Devi aver fatto il pieno d’amore per aver dato vita ad un disco così. E devi esser disposto a donarlo agli altri, tutto questo amore.
“Phantom Actors nasce dopo un periodo nel quale ho ascoltato molta musica ambient di Detroit, artisti come Tony Drake, The Detroit Escalator Co. e John Beltran. Avevo bisogno di produrre qualcosa che avesse a che fare con lo spazio e con il silenzio dopo aver lavorato con strutture molto più dense e stratificate per il progetto Land Of Light.”
Jonny Nash è parte attiva di alcuni dei progetti più interessanti degli ultimi anni, a voler esser pignoli potremmo partire da quel favoloso e sottovalutato Ep composto insieme all’amico Tako Reyenga ed intitolato Journey To The Centre Of The Sun a nome Sombrero Galaxy.
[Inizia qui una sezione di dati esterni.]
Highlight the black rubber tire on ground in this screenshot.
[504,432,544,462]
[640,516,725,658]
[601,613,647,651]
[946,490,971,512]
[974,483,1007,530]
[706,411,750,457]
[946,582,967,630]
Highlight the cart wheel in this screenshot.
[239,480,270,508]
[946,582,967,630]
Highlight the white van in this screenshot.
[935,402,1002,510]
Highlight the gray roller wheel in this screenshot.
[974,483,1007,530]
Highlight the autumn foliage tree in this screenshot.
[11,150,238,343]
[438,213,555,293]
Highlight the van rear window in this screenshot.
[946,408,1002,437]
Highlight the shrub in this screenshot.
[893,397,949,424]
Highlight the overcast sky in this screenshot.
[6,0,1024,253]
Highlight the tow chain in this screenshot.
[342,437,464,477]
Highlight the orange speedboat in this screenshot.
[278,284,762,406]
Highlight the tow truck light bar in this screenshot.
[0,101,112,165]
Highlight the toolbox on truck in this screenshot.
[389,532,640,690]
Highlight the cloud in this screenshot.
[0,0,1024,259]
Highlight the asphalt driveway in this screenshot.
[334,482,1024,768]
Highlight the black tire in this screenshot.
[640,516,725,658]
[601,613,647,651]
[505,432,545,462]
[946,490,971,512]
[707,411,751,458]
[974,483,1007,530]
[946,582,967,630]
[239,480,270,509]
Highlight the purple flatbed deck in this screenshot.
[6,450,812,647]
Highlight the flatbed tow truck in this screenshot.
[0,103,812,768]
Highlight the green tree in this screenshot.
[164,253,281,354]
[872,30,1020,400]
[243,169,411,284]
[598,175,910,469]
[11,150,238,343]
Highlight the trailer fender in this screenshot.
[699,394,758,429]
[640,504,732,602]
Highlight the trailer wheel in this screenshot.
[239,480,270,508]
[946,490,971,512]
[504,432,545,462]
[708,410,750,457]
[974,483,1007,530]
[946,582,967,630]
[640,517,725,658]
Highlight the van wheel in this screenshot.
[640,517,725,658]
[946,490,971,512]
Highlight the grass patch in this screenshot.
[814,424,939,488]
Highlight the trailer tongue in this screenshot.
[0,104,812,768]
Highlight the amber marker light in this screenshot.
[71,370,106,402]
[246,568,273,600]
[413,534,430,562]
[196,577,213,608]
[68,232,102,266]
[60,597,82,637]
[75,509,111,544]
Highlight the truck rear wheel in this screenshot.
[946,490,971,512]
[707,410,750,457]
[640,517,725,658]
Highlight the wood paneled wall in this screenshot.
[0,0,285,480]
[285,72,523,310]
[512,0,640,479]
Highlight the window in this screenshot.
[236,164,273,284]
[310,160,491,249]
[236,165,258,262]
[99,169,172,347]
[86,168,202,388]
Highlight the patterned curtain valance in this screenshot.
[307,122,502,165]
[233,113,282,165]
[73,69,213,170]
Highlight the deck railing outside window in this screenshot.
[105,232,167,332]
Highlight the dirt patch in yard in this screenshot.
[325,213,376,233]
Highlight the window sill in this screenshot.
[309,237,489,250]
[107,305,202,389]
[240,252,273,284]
Era il 2010. Ancora, l’intrigante album Land Of Light insieme a Kyle Martin, o il recente album targato Gaussian Curve in trio con Gigi Masin e Young Marco. Una direzione che punta verso una musicalità marcatamente melodica, e non potrebbe esser altrimenti, visto che Nash è un polistrumentista in grado di cogliere l’essenza da ogni strumento utilizzato.
Ci raccontava dello spazio e del silenzio; questo Phantom Actor (secondo lavoro pubblicato a suo nome dopo l’introvabile esordio dello scorso anno sulla giapponese Snaker) è concepito proprio per sfruttare dei tempi dilatati, distese nelle quali amplificare degli accordi semplici ma rilasciati attraverso vibrazioni capaci di penetrare negli strati più profondi dell’anima.
Basterebbe il brano d’apertura, Shallow Space. Sequenze di tre note di pianoforte intervallate da un pad delicato, al secondo giro sei già uno straccio, emergono tutte le emozioni insieme al calore corporeo, ti senti bruciare mentre in quei quattro minuti accade sempre la stessa cosa, si manifesta l’amore.
E’ il suono della chitarra a saturare l’aria di Vision Partially Obscured, qualche percussione lontana, ancora un pianoforte, siamo in uno di quei tramonti balearici che non devono spiegar niente a nessuno. Parla il momento, un’istantanea che profuma di eterno, e si sazia di quel che trova in quell’esatto momento.
I battiti risuonano in lontananza, sono percussioni che anticipano la notte. Dei tappeti atmosferici che ispessiscono il buio, quel pianoforte che sembra distillare gocce d’acido proprio all’ingresso della notte. Year Of The Wooden Horse reinterpreta con imbarazzante fedeltà quel che tutti sappiamo solo immaginare di una città come Detroit.
Il brano più lungo, quello che satura tutto lo spazio e forse anche il più complesso. Dà il titolo al disco ed in qualche maniera è la summa di tutte le parti chiamate a giocare. C’è poco di tutto, in tempi che lasciando intendere lunghi respiri ma colmi di suono e di un’inafferrabile groove cosmico che è in tutto e per tutto magia.
Il finale è uno di quei luoghi dove spogliarsi degli strati superficiali e trovare la pace. Un incanto di pianoforte, elettronica d’ambiente ed il soave suono di una tromba.
Potrebbe passare inosservato a molti, non è difficile, l’attenzione che si dedica a composizioni così semplici e di getto è sempre meno, ed infatti questo è proprio uno di quegli esempi di dischi per pochi, sentitevi anche parte di un élite ma non perdete mai il contatto con il vero messaggio che questa musica vuol dare: tornate ad innamorarvi della semplicità.